According to this measuring method, highly accurate information can be obtained without increasing the output of the monochromatic light 6, and the accuracy of the outer diameter measurement value and the reliability can be improved.

〔The invention's effect〕

Since the present invention is configured as described above, the reliability of data does not deteriorate due to a scratch at the time of cutting an optical fiber, and an error in the observation magnification of a monitor TV does not occur due to a so-called tilt angle. .

Therefore, by using the optical fiber outer diameter measuring method according to the present invention, the outer diameter of the optical fiber can be measured with high accuracy and reliability.

In addition, the brightness distribution observation position of the monitor TV is, for example, B-
By shifting from B ′ to CC ′ or moving the optical fiber 3 in the optical axis direction, the outer diameter of other portions can be easily measured.

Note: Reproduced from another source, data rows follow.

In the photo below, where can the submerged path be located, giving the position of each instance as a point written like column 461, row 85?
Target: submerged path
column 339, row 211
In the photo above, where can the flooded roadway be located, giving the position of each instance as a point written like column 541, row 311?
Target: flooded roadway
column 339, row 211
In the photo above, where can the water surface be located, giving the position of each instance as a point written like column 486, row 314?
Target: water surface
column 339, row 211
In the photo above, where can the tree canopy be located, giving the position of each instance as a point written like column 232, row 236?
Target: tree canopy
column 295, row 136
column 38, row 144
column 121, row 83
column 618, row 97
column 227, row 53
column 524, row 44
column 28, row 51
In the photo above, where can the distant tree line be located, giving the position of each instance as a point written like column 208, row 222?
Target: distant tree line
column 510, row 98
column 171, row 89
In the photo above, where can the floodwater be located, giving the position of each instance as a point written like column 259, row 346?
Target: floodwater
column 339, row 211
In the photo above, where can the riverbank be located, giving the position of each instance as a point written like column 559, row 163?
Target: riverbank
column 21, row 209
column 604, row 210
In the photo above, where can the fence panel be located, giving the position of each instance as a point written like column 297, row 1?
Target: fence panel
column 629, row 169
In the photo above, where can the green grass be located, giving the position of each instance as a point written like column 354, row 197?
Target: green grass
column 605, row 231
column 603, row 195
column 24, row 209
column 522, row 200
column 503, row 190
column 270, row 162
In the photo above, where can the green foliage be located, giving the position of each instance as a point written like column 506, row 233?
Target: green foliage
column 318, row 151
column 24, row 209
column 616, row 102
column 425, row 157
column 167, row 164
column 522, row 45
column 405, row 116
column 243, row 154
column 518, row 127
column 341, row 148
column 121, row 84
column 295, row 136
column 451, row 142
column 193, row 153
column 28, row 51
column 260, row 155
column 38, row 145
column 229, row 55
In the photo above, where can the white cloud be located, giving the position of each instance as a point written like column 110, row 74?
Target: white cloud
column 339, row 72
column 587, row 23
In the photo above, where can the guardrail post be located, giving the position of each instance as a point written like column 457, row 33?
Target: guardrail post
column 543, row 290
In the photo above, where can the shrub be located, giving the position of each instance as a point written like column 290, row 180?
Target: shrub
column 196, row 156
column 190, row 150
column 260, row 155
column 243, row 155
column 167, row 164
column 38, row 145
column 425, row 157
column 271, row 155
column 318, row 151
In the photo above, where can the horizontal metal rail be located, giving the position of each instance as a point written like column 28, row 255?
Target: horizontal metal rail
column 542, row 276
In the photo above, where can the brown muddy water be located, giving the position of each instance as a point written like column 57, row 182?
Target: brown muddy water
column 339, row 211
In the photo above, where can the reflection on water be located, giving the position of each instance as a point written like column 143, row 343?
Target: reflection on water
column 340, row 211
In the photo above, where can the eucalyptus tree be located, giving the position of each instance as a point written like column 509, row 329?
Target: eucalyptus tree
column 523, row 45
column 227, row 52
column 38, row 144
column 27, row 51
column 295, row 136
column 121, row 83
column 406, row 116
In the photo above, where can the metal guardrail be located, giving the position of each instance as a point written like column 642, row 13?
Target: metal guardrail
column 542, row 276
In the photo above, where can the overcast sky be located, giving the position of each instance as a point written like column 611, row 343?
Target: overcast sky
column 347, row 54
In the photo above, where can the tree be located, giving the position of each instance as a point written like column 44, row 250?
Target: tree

[Brief description of drawings]

FIG. 1 is a process diagram showing steps of an outer diameter measuring method according to the present invention, FIG. 2 is a view showing an optical fiber outer diameter measuring device to which the present invention is applied, and FIG. 3 is a measuring device of FIG. 4 is a diagram showing a diffraction image of an optical fiber in FIG. 4, FIG. 4 is a comparison diagram of measurement data, FIG. 5 is a diagram showing an embodiment of an optical fiber outer diameter measuring device to which the present invention is applied, and FIG. FIG. 7 is a view for explaining the outer diameter measuring method of FIG. 7, and FIG. 7 is a view showing a light intensity distribution (near field pattern) on the emitting end face of the optical fiber in the measuring apparatus of FIG. 1 ... Light source, 2 ... Lens, 3 ... Optical fiber, 4 ...
Image pickup tube, 5 ... Monitor TV, 6 ... Monochromatic light source, 7 ... Cylindrical lens, 8 ... Objective lens, 9 ... Half mirror, 10 ... Light source.

Claims (2)

(57) [Claims] 1. A method for measuring an outer diameter of an optical fiber by irradiating an optical fiber with light to optically measure the outer diameter of the optical fiber, wherein a light flux of monochromatic light is collimated, and the optical fiber is orthogonal to an optical axis of the optical fiber. A parallel monochromatic light irradiation step of irradiating the side surface of the optical fiber; and an imaging step of enlarging and projecting a light intensity distribution generated in the space near the optical fiber by the irradiation of the monochromatic light onto an image sensor, The brightness distribution is observed by scanning the image, and the outer diameter of the optical fiber is calculated by measuring the position of the Fresnel diffraction fringes appearing at the position corresponding to the outer edge of the optical fiber. Outer diameter measuring method. 2. In the step of irradiating parallel monochromatic light, a light flux of monochromatic light is condensed only in a direction parallel to the optical axis of the optical fiber, and is directed from a direction orthogonal to the optical axis of the optical fiber to the side surface of the optical fiber. Irradiation is performed, The outer diameter measuring method of the optical fiber of Claim 1 characterized by the above-mentioned.